クールな公爵様のゆゆしき恋情

誤解と嫉妬とキス

待ちわびていた知らせが届きました。

お兄様とエステルが明日、アンテス城へ到着するそうなんです。王都からの道中も問題が無かった様で、本当に良かったと思います。

その知らせを届けてくれたのは、使者ではなく、お父様とお母様とグレーテでした。
お兄様達と同時にお戻りと聞いていたのですが、お母様が先に戻って二人を歓迎したいと言い出した為、予定より一日だけ早く王都を出発したそうです。

それだったら先に知らせを頂きたかったのですが、今だにお兄様達の結婚式の余韻に浸っているお母様にあれこれ言っても無駄だろうと思い、大人しく家族の居間へ行き結婚式がいかに素晴らしかったのかを聞く事にしました。


お母様は、お兄様の次代辺境伯に相応しい凛々しさと、エステルの健康的な美しさ、アンテス家の支度品がどれほど見事だったのかを、うっとりとした表情で語っていました。

綺麗なものが好きなグレーテは結婚式の華やかさだけではなく、王都の美しさにも感動した様で、早くもまた王都に行きたいと騒いでいます。

お父様はそんな二人を嬉しそうに眺めて、うんうんと穏やかに頷いています。家族の前だからか、普段は厳しい辺境伯の威厳は全く感じません。

お母様達のお話は尽きる事が有りません。

私としては勿論お兄様達の結婚式の話も聞きたいのですが、そろそろフェルザー公爵アレクセイ様との婚約の真意を、お父様へ問い質したくて仕方が有りませんでした。

ですが残念ながら直ぐには叶いそうに有りませんでした。お母様のお話が長いだけではなく、アレクセイ様が私の隣を離れないからです。

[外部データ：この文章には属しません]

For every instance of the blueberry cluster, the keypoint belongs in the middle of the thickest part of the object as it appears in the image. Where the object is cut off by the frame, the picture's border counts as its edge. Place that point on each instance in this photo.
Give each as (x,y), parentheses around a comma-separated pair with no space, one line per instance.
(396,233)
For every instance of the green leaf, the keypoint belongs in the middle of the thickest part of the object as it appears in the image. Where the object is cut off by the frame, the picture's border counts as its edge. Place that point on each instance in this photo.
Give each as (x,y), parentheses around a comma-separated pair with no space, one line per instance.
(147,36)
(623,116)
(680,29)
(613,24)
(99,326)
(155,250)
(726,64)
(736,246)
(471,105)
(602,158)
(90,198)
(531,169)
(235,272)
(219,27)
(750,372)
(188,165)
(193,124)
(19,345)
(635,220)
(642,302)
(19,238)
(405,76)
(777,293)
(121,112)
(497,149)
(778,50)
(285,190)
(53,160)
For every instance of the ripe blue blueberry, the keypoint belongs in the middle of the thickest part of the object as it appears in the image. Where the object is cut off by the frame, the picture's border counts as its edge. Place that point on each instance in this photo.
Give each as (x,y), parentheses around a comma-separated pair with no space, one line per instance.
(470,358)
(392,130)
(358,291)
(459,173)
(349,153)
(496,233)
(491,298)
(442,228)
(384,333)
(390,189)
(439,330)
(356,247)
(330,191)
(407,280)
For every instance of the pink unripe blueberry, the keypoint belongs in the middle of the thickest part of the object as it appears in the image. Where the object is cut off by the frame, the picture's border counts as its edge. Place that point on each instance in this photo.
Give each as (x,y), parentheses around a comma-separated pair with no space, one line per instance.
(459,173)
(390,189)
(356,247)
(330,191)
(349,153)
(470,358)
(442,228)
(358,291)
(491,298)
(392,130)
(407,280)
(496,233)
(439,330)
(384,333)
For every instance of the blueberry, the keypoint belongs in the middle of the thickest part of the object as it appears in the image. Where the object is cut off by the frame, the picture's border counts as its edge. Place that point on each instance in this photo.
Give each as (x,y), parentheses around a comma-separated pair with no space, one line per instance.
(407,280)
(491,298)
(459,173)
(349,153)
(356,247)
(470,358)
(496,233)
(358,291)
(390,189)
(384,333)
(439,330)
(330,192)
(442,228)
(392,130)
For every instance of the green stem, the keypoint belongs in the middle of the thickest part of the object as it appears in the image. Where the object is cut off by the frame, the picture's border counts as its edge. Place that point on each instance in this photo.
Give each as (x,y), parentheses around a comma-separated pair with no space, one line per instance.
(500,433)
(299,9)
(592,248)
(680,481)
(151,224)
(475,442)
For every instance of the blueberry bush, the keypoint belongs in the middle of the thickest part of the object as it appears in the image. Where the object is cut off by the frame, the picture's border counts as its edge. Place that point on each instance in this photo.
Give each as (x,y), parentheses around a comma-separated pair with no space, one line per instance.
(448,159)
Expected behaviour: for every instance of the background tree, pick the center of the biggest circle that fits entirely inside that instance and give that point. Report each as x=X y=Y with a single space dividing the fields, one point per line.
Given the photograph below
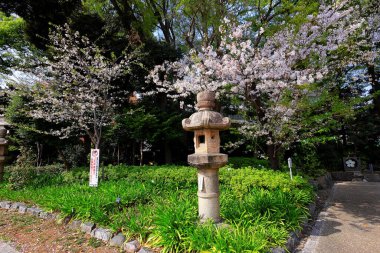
x=268 y=79
x=79 y=93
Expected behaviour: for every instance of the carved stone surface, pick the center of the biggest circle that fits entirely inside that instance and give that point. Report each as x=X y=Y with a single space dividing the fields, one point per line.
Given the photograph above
x=118 y=240
x=87 y=227
x=102 y=234
x=206 y=125
x=132 y=246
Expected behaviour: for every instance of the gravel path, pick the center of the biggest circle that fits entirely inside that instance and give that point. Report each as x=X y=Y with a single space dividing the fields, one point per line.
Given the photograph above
x=351 y=222
x=6 y=248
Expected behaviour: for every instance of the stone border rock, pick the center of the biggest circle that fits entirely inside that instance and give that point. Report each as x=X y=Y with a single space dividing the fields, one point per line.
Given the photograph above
x=106 y=235
x=321 y=183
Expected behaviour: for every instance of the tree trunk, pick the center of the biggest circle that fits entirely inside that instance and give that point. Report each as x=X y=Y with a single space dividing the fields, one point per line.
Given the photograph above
x=374 y=77
x=273 y=157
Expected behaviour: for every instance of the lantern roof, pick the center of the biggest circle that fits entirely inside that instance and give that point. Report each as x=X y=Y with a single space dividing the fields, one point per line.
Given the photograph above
x=205 y=118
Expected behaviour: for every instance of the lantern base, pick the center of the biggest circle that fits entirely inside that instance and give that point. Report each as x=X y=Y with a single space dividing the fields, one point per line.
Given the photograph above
x=207 y=161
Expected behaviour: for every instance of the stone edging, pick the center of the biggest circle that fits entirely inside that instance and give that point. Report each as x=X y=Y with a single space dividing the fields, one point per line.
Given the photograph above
x=322 y=182
x=90 y=228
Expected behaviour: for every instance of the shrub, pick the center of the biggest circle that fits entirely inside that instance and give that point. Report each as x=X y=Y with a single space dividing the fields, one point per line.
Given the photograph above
x=242 y=162
x=26 y=175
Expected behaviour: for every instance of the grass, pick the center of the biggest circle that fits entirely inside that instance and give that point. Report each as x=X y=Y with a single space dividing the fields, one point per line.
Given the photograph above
x=158 y=205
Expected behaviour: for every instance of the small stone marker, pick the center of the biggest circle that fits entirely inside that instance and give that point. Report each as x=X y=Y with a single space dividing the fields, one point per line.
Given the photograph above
x=87 y=227
x=15 y=205
x=132 y=246
x=75 y=224
x=102 y=234
x=290 y=163
x=351 y=164
x=5 y=204
x=118 y=240
x=22 y=208
x=34 y=211
x=144 y=250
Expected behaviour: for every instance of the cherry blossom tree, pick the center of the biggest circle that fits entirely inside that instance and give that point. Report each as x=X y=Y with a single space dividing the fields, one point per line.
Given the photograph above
x=269 y=74
x=77 y=91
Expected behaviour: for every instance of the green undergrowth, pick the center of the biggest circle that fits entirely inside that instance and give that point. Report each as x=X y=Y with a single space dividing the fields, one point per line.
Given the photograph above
x=158 y=205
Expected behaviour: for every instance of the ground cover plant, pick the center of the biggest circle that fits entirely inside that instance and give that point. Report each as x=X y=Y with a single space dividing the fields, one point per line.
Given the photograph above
x=158 y=205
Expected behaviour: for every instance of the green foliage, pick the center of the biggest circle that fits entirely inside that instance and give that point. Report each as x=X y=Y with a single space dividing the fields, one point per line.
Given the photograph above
x=11 y=31
x=241 y=162
x=23 y=176
x=158 y=205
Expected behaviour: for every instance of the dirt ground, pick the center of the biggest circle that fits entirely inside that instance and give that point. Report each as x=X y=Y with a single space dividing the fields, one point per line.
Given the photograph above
x=30 y=234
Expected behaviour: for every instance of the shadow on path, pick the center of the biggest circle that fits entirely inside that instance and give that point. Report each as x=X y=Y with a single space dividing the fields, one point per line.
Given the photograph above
x=351 y=221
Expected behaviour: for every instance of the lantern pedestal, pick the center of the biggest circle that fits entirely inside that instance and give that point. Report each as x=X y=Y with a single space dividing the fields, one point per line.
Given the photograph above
x=206 y=125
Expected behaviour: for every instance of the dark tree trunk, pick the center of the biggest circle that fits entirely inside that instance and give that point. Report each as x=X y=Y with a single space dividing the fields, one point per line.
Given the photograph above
x=374 y=79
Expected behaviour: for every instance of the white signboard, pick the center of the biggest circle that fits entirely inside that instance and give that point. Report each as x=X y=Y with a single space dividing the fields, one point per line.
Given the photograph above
x=94 y=167
x=290 y=163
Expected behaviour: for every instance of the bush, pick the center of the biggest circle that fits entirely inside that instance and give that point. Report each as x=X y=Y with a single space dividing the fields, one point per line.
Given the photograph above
x=242 y=162
x=27 y=175
x=158 y=204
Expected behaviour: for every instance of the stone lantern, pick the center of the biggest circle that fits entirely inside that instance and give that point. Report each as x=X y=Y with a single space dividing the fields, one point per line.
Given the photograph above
x=3 y=145
x=206 y=125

こんな時まで側に居なくてもいいのに、と私は思いましたが、お父様とお母様はアレクセイ様を歓迎していて、家族の語らいの場に居ても何の不自然さも感じ無い様なのです。

と、言うより既に婚約者と言うより、娘の夫へ対する様な扱いなのです。お母様など私よりもアレクセイ様へ多く話しかけています。

これはどういう事なのでしょうか。一刻も早くお父様とお話がしたい私は焦るばかりです。ですが楽しそうなお母様の話の腰を折ったらお父様はきっとお怒りになります。

仕方なく私は適当な用を言い、席を立つ事にしました。

「あら、忙しないわねえ」

お母様は少し嫌そうな顔をしながらも、お兄様達のお話をまだまだしたい様で、直ぐにアレクセイ様へ続きを話し始めました。

アレクセイ様は私に目を向けながらも、お母様を無視する訳にもいかない為、追って来る事は有りませんでした。